According to Chemical & Engineering News (C&EN), sales for almost all of the top 50 US chemical firms declined in 2016 due to low prices of raw materials. Dow Chemical topped the list of 50 companies, followed by ExxonMobil, DuPont, PPG Industries and Praxair rounding out the top 5. Revenues for all 5 companies declined, except PPG Industries.

Collectively, the 50 chemical companies brought in a total combined revenue of $259.9 billion in 2016, a 5.6% drop. The decline was not due to low sales at a handful of companies, which then affected the group as a whole­; rather, the fall in sales revenue was apparent at virtually all companies. Only 9 out of the 50 firms had increases in revenues, which were mostly due to large acquisitions.
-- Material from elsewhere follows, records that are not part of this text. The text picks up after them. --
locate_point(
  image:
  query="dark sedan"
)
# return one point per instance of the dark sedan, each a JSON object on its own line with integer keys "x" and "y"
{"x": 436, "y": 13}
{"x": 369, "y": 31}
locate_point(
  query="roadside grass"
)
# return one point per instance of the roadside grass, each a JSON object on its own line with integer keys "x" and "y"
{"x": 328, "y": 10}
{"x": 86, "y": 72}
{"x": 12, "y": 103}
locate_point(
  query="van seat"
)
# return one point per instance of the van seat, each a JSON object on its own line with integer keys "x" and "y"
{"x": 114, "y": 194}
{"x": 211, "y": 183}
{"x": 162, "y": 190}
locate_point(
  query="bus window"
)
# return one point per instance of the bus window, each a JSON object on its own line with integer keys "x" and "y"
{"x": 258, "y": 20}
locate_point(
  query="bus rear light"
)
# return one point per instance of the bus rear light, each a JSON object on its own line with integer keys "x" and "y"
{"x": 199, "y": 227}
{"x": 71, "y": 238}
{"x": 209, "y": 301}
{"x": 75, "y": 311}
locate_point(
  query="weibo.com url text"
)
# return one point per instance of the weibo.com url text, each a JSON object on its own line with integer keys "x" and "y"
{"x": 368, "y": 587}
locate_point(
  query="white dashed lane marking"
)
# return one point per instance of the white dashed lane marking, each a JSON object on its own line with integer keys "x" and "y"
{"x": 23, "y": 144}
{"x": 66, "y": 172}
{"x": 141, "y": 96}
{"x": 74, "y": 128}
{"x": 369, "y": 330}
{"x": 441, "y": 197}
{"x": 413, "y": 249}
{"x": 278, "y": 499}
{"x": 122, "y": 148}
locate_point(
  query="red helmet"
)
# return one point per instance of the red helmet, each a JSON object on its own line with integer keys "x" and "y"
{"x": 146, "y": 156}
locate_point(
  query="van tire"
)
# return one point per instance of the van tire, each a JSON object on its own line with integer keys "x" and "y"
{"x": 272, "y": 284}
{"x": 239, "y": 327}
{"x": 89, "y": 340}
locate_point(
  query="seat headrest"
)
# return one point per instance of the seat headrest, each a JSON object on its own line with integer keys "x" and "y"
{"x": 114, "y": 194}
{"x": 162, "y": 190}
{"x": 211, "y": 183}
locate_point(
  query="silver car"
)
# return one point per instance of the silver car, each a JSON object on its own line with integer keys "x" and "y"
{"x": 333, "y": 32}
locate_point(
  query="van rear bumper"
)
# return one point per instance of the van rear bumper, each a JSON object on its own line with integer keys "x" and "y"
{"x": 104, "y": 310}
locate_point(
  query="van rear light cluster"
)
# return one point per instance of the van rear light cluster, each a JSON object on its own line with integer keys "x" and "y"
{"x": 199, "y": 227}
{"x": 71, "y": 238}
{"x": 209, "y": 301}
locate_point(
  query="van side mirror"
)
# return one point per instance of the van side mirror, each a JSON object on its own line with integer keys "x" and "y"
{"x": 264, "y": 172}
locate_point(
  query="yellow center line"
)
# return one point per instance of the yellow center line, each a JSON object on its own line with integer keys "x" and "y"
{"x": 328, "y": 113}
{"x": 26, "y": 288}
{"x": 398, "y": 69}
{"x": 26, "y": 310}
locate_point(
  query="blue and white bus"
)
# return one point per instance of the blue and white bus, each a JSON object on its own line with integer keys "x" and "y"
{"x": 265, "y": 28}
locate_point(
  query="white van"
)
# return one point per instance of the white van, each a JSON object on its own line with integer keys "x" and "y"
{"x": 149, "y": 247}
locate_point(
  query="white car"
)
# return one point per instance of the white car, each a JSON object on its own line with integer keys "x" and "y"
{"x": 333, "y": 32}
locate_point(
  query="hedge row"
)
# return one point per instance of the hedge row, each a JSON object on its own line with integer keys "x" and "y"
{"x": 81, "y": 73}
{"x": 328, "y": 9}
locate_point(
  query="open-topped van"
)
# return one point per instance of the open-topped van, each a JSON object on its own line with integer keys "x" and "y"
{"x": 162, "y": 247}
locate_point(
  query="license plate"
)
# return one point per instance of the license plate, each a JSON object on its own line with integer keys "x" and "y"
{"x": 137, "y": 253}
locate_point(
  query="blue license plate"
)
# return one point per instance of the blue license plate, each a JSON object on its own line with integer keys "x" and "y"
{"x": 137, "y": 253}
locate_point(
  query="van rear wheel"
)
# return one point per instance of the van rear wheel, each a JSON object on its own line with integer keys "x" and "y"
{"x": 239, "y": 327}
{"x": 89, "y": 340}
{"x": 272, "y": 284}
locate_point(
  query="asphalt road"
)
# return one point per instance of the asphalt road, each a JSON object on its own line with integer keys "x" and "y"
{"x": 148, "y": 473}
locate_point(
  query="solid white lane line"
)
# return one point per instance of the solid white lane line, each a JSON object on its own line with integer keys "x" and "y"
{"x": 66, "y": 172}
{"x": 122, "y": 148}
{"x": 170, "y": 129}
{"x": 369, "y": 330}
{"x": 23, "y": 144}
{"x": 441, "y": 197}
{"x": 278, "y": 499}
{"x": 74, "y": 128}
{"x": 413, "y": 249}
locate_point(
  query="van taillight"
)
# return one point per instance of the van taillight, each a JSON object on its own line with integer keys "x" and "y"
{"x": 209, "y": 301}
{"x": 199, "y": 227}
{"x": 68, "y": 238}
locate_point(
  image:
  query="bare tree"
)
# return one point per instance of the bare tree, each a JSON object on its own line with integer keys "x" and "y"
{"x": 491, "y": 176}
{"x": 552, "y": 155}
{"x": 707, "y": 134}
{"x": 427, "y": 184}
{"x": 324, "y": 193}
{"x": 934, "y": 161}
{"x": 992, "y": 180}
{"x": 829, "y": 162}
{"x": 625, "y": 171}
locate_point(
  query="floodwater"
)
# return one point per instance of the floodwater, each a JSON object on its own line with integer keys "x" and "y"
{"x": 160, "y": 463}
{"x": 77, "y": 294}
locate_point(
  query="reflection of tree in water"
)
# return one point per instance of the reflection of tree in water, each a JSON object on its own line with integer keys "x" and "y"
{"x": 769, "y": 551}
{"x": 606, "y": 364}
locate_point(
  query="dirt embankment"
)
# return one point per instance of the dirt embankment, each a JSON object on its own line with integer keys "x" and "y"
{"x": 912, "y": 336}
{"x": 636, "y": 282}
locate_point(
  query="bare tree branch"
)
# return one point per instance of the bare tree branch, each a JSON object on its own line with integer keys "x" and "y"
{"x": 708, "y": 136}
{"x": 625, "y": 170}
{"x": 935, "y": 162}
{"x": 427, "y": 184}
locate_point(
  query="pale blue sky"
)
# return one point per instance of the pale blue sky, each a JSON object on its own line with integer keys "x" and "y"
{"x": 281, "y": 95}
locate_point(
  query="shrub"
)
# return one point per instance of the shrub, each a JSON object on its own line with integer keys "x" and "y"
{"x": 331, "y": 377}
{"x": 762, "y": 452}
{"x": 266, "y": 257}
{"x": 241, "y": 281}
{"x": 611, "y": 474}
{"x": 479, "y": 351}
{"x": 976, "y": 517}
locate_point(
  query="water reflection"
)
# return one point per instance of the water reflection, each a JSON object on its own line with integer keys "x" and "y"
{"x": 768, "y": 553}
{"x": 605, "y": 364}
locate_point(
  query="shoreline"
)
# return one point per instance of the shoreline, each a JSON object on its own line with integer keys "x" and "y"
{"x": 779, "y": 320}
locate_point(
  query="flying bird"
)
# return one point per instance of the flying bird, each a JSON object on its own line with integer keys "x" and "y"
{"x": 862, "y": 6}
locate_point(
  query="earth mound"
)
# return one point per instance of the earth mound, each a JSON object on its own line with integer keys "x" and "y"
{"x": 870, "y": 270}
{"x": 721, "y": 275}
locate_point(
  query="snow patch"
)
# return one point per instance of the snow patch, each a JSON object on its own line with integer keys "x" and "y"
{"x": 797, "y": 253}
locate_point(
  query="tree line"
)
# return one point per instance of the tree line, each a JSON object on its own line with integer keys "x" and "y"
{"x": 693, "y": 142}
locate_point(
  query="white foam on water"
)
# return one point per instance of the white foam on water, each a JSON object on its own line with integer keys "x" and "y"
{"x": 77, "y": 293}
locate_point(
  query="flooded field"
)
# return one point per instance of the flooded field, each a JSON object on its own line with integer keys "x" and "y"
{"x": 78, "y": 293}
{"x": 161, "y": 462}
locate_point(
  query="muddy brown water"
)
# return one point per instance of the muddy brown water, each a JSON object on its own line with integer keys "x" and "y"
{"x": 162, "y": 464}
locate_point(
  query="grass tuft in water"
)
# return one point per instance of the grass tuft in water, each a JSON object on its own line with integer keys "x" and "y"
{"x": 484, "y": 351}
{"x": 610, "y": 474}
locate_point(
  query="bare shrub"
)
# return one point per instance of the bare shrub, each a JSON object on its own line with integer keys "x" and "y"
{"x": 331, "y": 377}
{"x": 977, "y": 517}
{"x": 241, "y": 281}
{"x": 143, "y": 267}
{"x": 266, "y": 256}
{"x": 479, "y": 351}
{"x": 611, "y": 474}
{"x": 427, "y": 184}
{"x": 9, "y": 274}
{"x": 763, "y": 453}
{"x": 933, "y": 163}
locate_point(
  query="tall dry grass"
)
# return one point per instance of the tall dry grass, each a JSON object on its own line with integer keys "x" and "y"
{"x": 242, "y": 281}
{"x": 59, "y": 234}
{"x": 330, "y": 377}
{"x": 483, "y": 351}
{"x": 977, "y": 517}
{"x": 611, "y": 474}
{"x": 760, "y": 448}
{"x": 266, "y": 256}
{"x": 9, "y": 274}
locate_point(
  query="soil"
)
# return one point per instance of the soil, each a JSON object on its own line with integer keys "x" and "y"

M&A has been responsible for major changes in the chemical industry, namely Dow Corning’s merger with Dow; Merck KGaA’s purchase of Sigma-Aldrich; Solvay’s purchase of Cytec Industries; Axiall’s acquisition by Westlake Chemical; and Arizona Chemical’s acquisition by Kraton.

Low oil prices are partly to blame for the revenue decline across the top chemical companies, as prices fell to $30 per barrel in early 2016, a 14-year low. Though oil prices bounced back by the end of 2016, the effects were still impacting the chemical industry. The revenue decline is also attributable to lackluster US trade, as US GDP grew by only 1.6% in 2016, as did the US chemical industry’s increase in volume.

Profits for the top 50 chemical firms also fell in 2016, with 44 companies reporting combined profits of $33.6 billion last year, a 9.6% decline. However, 2017 is looking brighter for the chemical industry. Market capitalization for the 31 publicly traded companies in the top 50 list grew to $347.6 billion in 2016, a 12% increase, and the American Chemistry Council predicts a 3.6% growth in volume for 2017.